How Much Are My Stamps Worth?: Where to Start

People who collect stamps for fun eventually want to know how much their collection is worth. Most people just assume that stamp catalogs will tell them what their collection’s value is, but in reality what you see there is probably not the real answer. Sure, catalogs are a good place to start, but just like anything else, the real value of a collection is what someone is willing to pay for it at the end of the day.

Two popular stamp catalogs are the Scott Standardized Catalog of Stamps and the Stanley Gibbons Stamp catalog. Both can be purchased as books. But for hobby collectors who don't want to invest any money in this, sometimes their local libraries will have them or can get them through interlibrary loans. That way, you can check them out for free and see what the current value is, at least at the printing time of the catalog.

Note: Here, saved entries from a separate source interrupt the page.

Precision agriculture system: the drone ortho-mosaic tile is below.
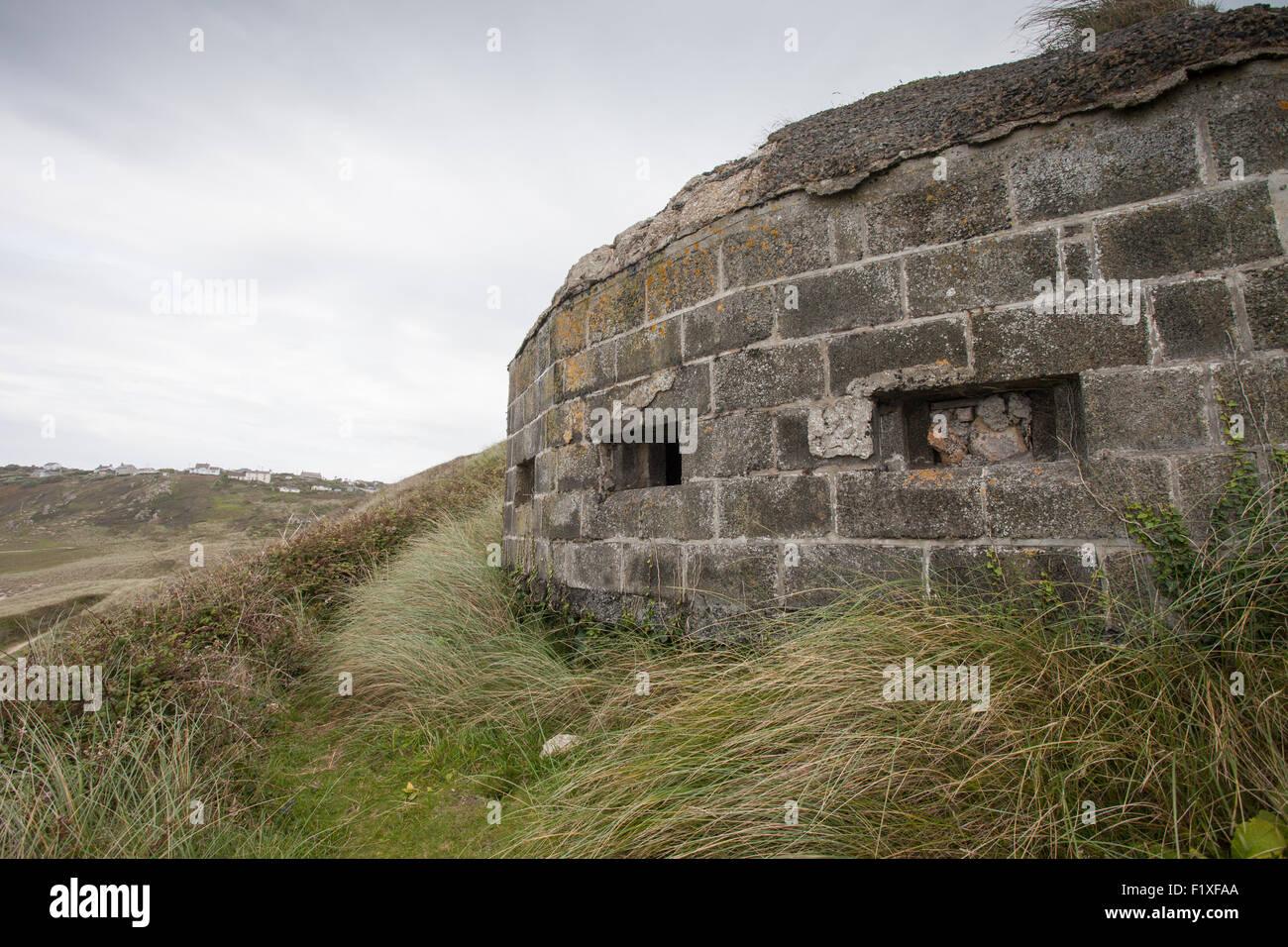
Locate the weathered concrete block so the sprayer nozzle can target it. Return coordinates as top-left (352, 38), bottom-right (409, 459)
top-left (1060, 235), bottom-right (1094, 282)
top-left (506, 388), bottom-right (537, 430)
top-left (622, 543), bottom-right (684, 599)
top-left (555, 543), bottom-right (622, 591)
top-left (635, 483), bottom-right (716, 540)
top-left (1243, 265), bottom-right (1288, 349)
top-left (1208, 90), bottom-right (1288, 179)
top-left (721, 198), bottom-right (831, 287)
top-left (1082, 366), bottom-right (1210, 454)
top-left (720, 474), bottom-right (832, 539)
top-left (970, 303), bottom-right (1150, 381)
top-left (527, 320), bottom-right (555, 377)
top-left (1176, 454), bottom-right (1235, 543)
top-left (907, 231), bottom-right (1060, 317)
top-left (510, 348), bottom-right (537, 402)
top-left (1010, 112), bottom-right (1199, 223)
top-left (581, 489), bottom-right (643, 539)
top-left (783, 543), bottom-right (922, 607)
top-left (644, 241), bottom-right (720, 320)
top-left (548, 297), bottom-right (587, 361)
top-left (1096, 180), bottom-right (1283, 279)
top-left (683, 286), bottom-right (780, 362)
top-left (684, 543), bottom-right (780, 612)
top-left (535, 398), bottom-right (588, 447)
top-left (649, 365), bottom-right (711, 417)
top-left (530, 451), bottom-right (555, 496)
top-left (836, 468), bottom-right (984, 539)
top-left (805, 394), bottom-right (876, 458)
top-left (533, 493), bottom-right (583, 540)
top-left (538, 443), bottom-right (600, 493)
top-left (827, 318), bottom-right (966, 393)
top-left (561, 343), bottom-right (617, 399)
top-left (617, 318), bottom-right (680, 381)
top-left (532, 362), bottom-right (563, 417)
top-left (1154, 279), bottom-right (1239, 359)
top-left (837, 150), bottom-right (1012, 262)
top-left (715, 342), bottom-right (823, 411)
top-left (682, 411), bottom-right (774, 478)
top-left (774, 406), bottom-right (820, 471)
top-left (778, 261), bottom-right (903, 338)
top-left (587, 270), bottom-right (644, 344)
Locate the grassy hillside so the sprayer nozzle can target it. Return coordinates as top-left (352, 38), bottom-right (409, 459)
top-left (0, 449), bottom-right (1288, 857)
top-left (0, 467), bottom-right (368, 646)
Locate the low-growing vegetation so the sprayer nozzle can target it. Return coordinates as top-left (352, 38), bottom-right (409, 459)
top-left (0, 438), bottom-right (1288, 858)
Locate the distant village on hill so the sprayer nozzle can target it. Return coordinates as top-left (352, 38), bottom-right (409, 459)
top-left (3, 463), bottom-right (383, 493)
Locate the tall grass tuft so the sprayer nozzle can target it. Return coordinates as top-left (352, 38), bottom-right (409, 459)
top-left (1015, 0), bottom-right (1216, 53)
top-left (501, 584), bottom-right (1288, 857)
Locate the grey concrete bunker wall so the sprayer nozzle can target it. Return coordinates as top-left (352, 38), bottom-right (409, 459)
top-left (505, 59), bottom-right (1288, 636)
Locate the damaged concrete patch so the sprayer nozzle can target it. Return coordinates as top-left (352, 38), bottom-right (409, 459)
top-left (807, 394), bottom-right (875, 458)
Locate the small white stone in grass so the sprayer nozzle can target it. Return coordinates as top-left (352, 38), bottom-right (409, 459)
top-left (541, 733), bottom-right (581, 758)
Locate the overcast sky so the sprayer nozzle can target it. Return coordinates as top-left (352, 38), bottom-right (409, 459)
top-left (0, 0), bottom-right (1102, 480)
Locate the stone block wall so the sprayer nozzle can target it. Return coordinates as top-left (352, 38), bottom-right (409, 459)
top-left (505, 58), bottom-right (1288, 636)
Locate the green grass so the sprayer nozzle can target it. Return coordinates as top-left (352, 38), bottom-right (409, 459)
top-left (0, 440), bottom-right (1288, 857)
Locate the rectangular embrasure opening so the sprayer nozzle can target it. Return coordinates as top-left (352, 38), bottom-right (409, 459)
top-left (613, 441), bottom-right (682, 489)
top-left (879, 376), bottom-right (1083, 468)
top-left (514, 460), bottom-right (536, 506)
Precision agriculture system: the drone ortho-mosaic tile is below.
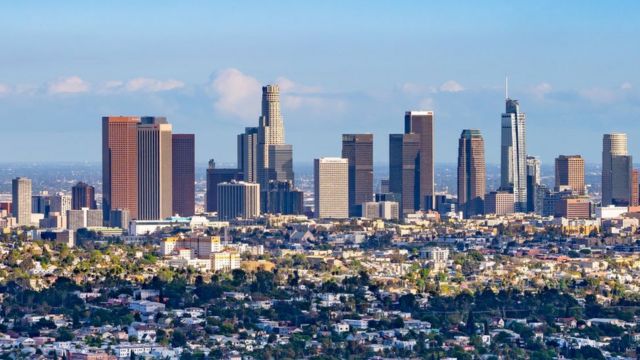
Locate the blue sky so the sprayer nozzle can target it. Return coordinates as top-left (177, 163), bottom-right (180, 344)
top-left (0, 0), bottom-right (640, 163)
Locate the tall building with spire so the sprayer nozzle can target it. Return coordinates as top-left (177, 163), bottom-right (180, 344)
top-left (458, 130), bottom-right (487, 217)
top-left (602, 133), bottom-right (633, 206)
top-left (256, 85), bottom-right (284, 189)
top-left (500, 96), bottom-right (527, 212)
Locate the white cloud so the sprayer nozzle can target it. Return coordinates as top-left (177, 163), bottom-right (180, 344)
top-left (531, 82), bottom-right (553, 99)
top-left (48, 76), bottom-right (90, 94)
top-left (125, 77), bottom-right (184, 92)
top-left (440, 80), bottom-right (464, 92)
top-left (207, 68), bottom-right (262, 120)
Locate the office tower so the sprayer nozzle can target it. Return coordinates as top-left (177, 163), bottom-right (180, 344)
top-left (458, 130), bottom-right (487, 217)
top-left (263, 181), bottom-right (304, 215)
top-left (500, 97), bottom-right (527, 212)
top-left (602, 133), bottom-right (632, 206)
top-left (217, 181), bottom-right (260, 220)
top-left (11, 177), bottom-right (31, 226)
top-left (527, 156), bottom-right (541, 212)
top-left (171, 134), bottom-right (196, 216)
top-left (484, 190), bottom-right (515, 215)
top-left (267, 144), bottom-right (294, 183)
top-left (631, 169), bottom-right (640, 206)
top-left (389, 134), bottom-right (420, 218)
top-left (205, 159), bottom-right (244, 212)
top-left (342, 134), bottom-right (373, 216)
top-left (238, 127), bottom-right (258, 182)
top-left (555, 155), bottom-right (585, 195)
top-left (138, 116), bottom-right (173, 220)
top-left (404, 111), bottom-right (435, 210)
top-left (102, 116), bottom-right (140, 223)
top-left (66, 207), bottom-right (103, 231)
top-left (71, 181), bottom-right (97, 210)
top-left (313, 157), bottom-right (349, 219)
top-left (257, 85), bottom-right (284, 188)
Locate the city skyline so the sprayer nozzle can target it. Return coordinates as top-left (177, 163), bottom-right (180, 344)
top-left (0, 2), bottom-right (640, 164)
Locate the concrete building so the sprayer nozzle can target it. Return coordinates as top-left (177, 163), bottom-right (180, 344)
top-left (404, 111), bottom-right (435, 210)
top-left (11, 177), bottom-right (31, 226)
top-left (500, 96), bottom-right (527, 212)
top-left (602, 133), bottom-right (633, 206)
top-left (137, 116), bottom-right (173, 220)
top-left (313, 157), bottom-right (349, 219)
top-left (389, 134), bottom-right (420, 218)
top-left (102, 116), bottom-right (140, 222)
top-left (237, 127), bottom-right (258, 182)
top-left (342, 134), bottom-right (373, 216)
top-left (256, 85), bottom-right (285, 188)
top-left (66, 208), bottom-right (104, 231)
top-left (71, 181), bottom-right (97, 210)
top-left (458, 130), bottom-right (487, 218)
top-left (217, 181), bottom-right (260, 220)
top-left (484, 191), bottom-right (515, 215)
top-left (171, 134), bottom-right (196, 216)
top-left (555, 155), bottom-right (586, 195)
top-left (205, 159), bottom-right (244, 212)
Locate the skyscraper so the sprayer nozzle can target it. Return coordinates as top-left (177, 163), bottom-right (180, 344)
top-left (71, 181), bottom-right (97, 210)
top-left (238, 127), bottom-right (258, 182)
top-left (11, 177), bottom-right (31, 226)
top-left (602, 133), bottom-right (633, 206)
top-left (217, 181), bottom-right (260, 220)
top-left (555, 155), bottom-right (585, 195)
top-left (205, 159), bottom-right (244, 212)
top-left (500, 97), bottom-right (527, 212)
top-left (256, 85), bottom-right (284, 188)
top-left (527, 156), bottom-right (541, 212)
top-left (342, 134), bottom-right (373, 216)
top-left (404, 111), bottom-right (435, 210)
top-left (102, 116), bottom-right (140, 223)
top-left (171, 134), bottom-right (196, 216)
top-left (313, 157), bottom-right (349, 219)
top-left (268, 144), bottom-right (294, 183)
top-left (458, 130), bottom-right (487, 217)
top-left (389, 134), bottom-right (420, 215)
top-left (138, 116), bottom-right (173, 220)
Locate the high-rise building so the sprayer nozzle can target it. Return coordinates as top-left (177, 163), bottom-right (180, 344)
top-left (205, 159), bottom-right (244, 212)
top-left (631, 169), bottom-right (640, 206)
top-left (262, 181), bottom-right (304, 215)
top-left (137, 116), bottom-right (173, 220)
top-left (404, 111), bottom-right (435, 210)
top-left (389, 134), bottom-right (420, 215)
top-left (256, 85), bottom-right (284, 188)
top-left (217, 181), bottom-right (260, 220)
top-left (500, 98), bottom-right (527, 212)
top-left (458, 130), bottom-right (487, 217)
top-left (237, 127), bottom-right (258, 182)
top-left (527, 156), bottom-right (541, 212)
top-left (71, 181), bottom-right (97, 210)
top-left (66, 208), bottom-right (103, 231)
top-left (171, 134), bottom-right (196, 216)
top-left (313, 157), bottom-right (349, 219)
top-left (267, 144), bottom-right (294, 185)
top-left (555, 155), bottom-right (585, 195)
top-left (602, 133), bottom-right (633, 206)
top-left (342, 134), bottom-right (373, 216)
top-left (102, 116), bottom-right (140, 223)
top-left (11, 177), bottom-right (31, 226)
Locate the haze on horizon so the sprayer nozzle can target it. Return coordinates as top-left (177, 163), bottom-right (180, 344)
top-left (0, 1), bottom-right (640, 164)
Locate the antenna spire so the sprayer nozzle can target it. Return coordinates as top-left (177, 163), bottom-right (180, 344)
top-left (504, 76), bottom-right (509, 100)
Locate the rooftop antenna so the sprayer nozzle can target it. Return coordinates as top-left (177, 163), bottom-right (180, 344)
top-left (504, 76), bottom-right (509, 100)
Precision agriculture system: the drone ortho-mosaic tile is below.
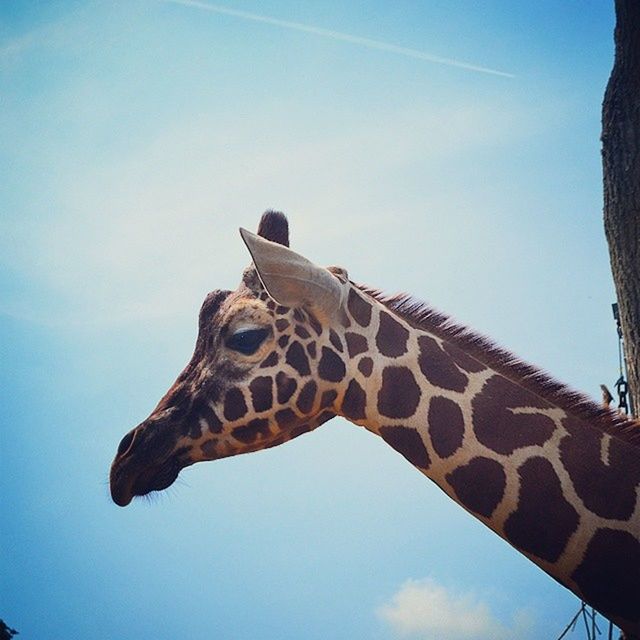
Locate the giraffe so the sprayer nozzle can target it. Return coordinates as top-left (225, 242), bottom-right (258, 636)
top-left (110, 211), bottom-right (640, 637)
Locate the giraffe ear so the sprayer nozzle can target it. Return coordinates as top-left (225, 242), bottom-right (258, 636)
top-left (240, 228), bottom-right (346, 317)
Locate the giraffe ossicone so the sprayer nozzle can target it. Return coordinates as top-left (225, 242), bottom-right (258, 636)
top-left (110, 211), bottom-right (640, 636)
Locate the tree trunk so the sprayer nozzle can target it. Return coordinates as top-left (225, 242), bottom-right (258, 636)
top-left (602, 0), bottom-right (640, 415)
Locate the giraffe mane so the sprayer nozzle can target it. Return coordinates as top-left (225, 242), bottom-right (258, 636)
top-left (352, 283), bottom-right (640, 448)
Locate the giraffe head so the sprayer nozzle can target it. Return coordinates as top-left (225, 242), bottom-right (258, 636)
top-left (110, 211), bottom-right (362, 506)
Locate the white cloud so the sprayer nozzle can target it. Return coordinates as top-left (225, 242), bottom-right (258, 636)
top-left (377, 579), bottom-right (533, 640)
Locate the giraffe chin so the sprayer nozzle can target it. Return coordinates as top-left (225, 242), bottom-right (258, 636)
top-left (111, 458), bottom-right (182, 507)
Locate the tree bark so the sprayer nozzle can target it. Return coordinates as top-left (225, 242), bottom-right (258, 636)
top-left (602, 0), bottom-right (640, 415)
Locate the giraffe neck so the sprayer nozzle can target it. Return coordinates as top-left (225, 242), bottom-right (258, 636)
top-left (341, 290), bottom-right (640, 633)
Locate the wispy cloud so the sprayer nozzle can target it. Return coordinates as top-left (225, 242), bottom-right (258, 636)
top-left (377, 579), bottom-right (533, 640)
top-left (163, 0), bottom-right (515, 78)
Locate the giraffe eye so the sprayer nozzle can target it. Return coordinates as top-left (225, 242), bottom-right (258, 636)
top-left (227, 329), bottom-right (269, 356)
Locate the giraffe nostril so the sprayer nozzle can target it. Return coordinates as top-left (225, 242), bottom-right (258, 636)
top-left (118, 429), bottom-right (136, 456)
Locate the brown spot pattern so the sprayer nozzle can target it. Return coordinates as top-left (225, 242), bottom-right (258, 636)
top-left (560, 417), bottom-right (640, 520)
top-left (278, 336), bottom-right (289, 349)
top-left (260, 351), bottom-right (279, 369)
top-left (446, 456), bottom-right (506, 518)
top-left (287, 342), bottom-right (311, 376)
top-left (318, 347), bottom-right (346, 382)
top-left (358, 356), bottom-right (373, 378)
top-left (297, 380), bottom-right (318, 413)
top-left (276, 409), bottom-right (297, 428)
top-left (329, 329), bottom-right (344, 353)
top-left (418, 336), bottom-right (469, 392)
top-left (380, 426), bottom-right (431, 469)
top-left (504, 456), bottom-right (580, 562)
top-left (572, 529), bottom-right (640, 622)
top-left (307, 342), bottom-right (317, 360)
top-left (472, 375), bottom-right (555, 454)
top-left (347, 289), bottom-right (371, 327)
top-left (320, 389), bottom-right (338, 409)
top-left (427, 396), bottom-right (464, 458)
top-left (224, 387), bottom-right (247, 420)
top-left (200, 402), bottom-right (222, 433)
top-left (378, 367), bottom-right (420, 418)
top-left (294, 324), bottom-right (311, 340)
top-left (231, 418), bottom-right (271, 443)
top-left (344, 331), bottom-right (368, 358)
top-left (376, 311), bottom-right (409, 358)
top-left (276, 371), bottom-right (298, 404)
top-left (342, 380), bottom-right (367, 420)
top-left (249, 376), bottom-right (273, 411)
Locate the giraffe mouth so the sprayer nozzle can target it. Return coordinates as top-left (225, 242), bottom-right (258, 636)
top-left (110, 457), bottom-right (184, 507)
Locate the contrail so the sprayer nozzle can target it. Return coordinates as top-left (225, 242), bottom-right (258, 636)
top-left (163, 0), bottom-right (515, 78)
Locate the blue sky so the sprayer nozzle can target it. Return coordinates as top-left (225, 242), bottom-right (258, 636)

If you are a little more ambitious or your curiosity gets the best of you and you are willing to spend a small amount of money, the Stanley Gibbons Catalog can also be accessed on line at www.allworldstamps.com. To look here, you need to be a subscriber and although it is not as complete as the print volumes for some reason, it is a lot easier to find your stamps and see what they are worth. If you are a real collector or just want to oogle cool stamps but don’t want to invest too much, many good stamp catalogs can be bought on eBay for a nominal price as well.